I'm trying to understand how I prove the convergence of a sequence and I think I am getting somewhere slowly after watching a bunch of videos and reading up about it.
Now I used the following sequence to practice a bit and I am unsure if I am done with it.
$\prod_{k=2}^{n} {(1-\frac{1}{k^2})}$ which can be written in $a_n = \frac{n+1}{2n}$. The limit as $n \rightarrow \infty$ is $\frac{1}{2}$.
Now to the proof, according to the definition $\forall \epsilon > 0 \exists n_0 \in \mathbb{N}:|a_n-a|<\epsilon \forall n \geq n_0$
$|\frac{n+1}{2n}-\frac{1}{2}| = |\frac{1}{2n}|= \frac{1}{2n} \leq \frac{1}{2n_0} < \epsilon$
therefore
$\frac{1}{2n_0} \leq \frac{1}{n_0} < \epsilon$
$\Rightarrow \frac{1}{\epsilon} < n_0$
Now after the definition $n \geq n_0$ I have to find something bigger than $\frac{1}{\epsilon}$
$\Rightarrow$ $\frac{2}{\epsilon} = n_0$ and since its in $\mathbb{N}$ I just round up with the gaussian brackets $\lceil \frac{2}{\epsilon} \rceil = n_0$. Now I have my $n_0$ and can write out the whole proof.
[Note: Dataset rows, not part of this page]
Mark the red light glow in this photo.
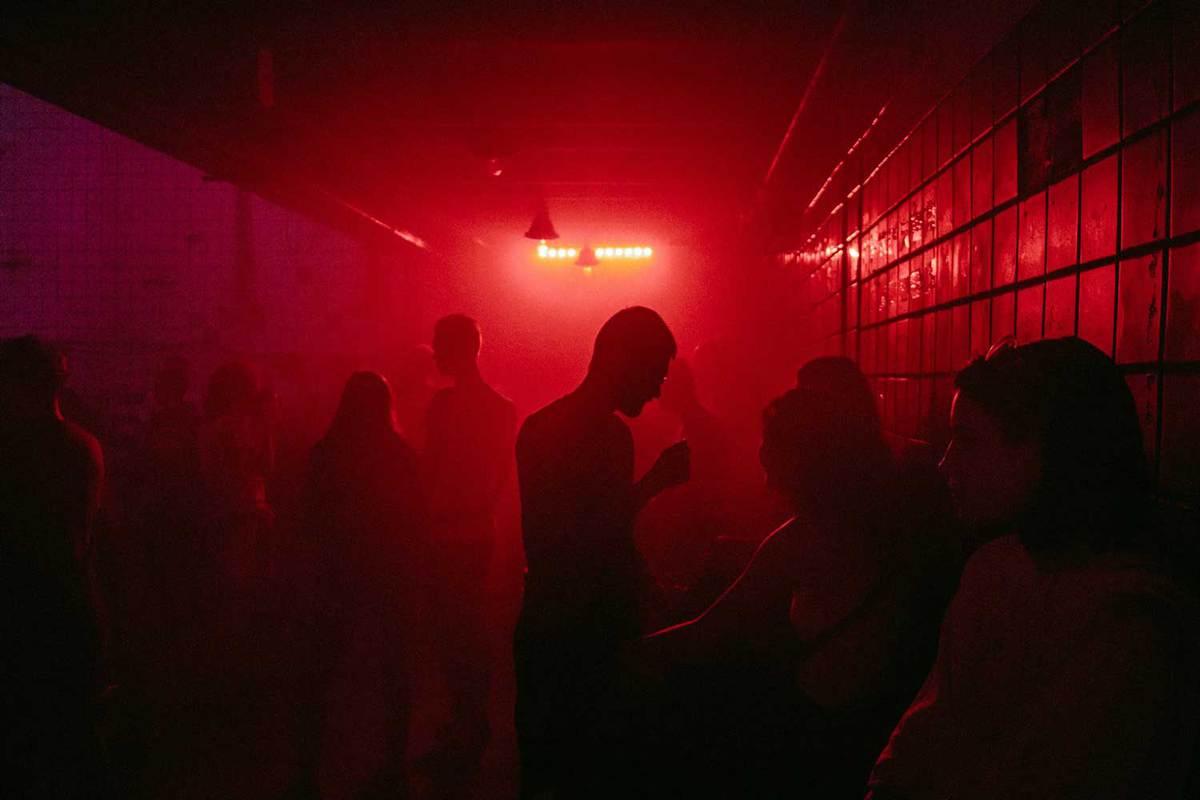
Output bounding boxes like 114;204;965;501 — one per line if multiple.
535;242;654;261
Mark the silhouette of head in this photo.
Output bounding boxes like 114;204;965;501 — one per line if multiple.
0;336;67;420
330;372;396;438
758;356;890;515
154;356;188;407
433;314;482;377
942;337;1150;552
588;306;676;416
660;359;700;416
204;361;259;419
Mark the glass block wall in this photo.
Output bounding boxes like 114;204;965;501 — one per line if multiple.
774;0;1200;501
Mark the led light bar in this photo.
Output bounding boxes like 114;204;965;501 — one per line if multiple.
538;242;654;261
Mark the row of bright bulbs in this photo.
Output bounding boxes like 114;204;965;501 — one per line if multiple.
538;242;654;260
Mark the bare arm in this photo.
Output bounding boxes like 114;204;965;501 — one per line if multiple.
644;523;799;662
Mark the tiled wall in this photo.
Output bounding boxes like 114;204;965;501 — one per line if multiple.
775;0;1200;500
0;85;376;419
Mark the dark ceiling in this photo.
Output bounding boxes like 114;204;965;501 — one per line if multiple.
0;1;1028;256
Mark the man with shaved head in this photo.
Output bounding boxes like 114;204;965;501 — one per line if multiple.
514;307;689;798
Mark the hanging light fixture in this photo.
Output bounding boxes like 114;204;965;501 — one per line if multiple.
575;245;600;267
526;205;558;241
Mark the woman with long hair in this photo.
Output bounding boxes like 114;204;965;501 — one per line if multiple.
870;338;1200;800
643;357;943;798
301;372;425;796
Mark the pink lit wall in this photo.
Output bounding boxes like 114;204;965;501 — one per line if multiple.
773;0;1200;500
0;85;398;419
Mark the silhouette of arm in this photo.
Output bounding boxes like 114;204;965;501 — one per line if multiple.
644;524;800;662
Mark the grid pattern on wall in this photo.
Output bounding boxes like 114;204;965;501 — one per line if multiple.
0;84;377;405
775;0;1200;500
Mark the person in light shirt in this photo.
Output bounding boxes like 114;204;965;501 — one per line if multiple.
869;338;1200;800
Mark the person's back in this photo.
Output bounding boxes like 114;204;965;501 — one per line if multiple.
298;372;426;792
514;307;688;796
0;337;103;796
517;395;641;646
870;338;1200;800
425;380;516;534
420;314;516;793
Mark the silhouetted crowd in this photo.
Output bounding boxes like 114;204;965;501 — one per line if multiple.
0;307;1200;800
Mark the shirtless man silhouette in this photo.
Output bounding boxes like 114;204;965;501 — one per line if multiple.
514;307;689;798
Let $\epsilon > 0$ be arbitary. Pick $n_0 := \lceil \frac{2}{\epsilon} \rceil$. Than $|a_n-a| = |\frac{n+1}{2n}-\frac{1}{2}| = |\frac{1}{2n}|= \frac{1}{2n} \leq \frac{1}{2n_0} \leq \frac{1}{n_0} = \frac{1}{\lceil \frac{2}{\epsilon} \rceil} \leq \frac{1}{2\epsilon} < \epsilon$
q.e.d
Thats what I have done now and I am not sure if everything is correct.. if so I guess I finally understood the conecept of it. I hope someone can take a look at it and tell me where I might have messed up.
Greetings
The underlying idea makes sense. I would probably make the structure of the argument stand out a little more:
Pick an $\epsilon > 0$. We must then find an $n_0$ such that $|\frac{n+1}{2n} - \frac{1}{2}| < \epsilon$ for all $n \geq n_0$.
We have $|\frac{n+1}{2n} - \frac{1}{2}| = |\frac{1}{2n}| = \frac{1}{2n}$ (as $n$ is positive).
To ensure that $\frac{1}{2n} < \epsilon$ we must have $n > \frac{1}{2 \epsilon}$. So take $n_0 = \lceil \frac{1}{2 \epsilon} \rceil$.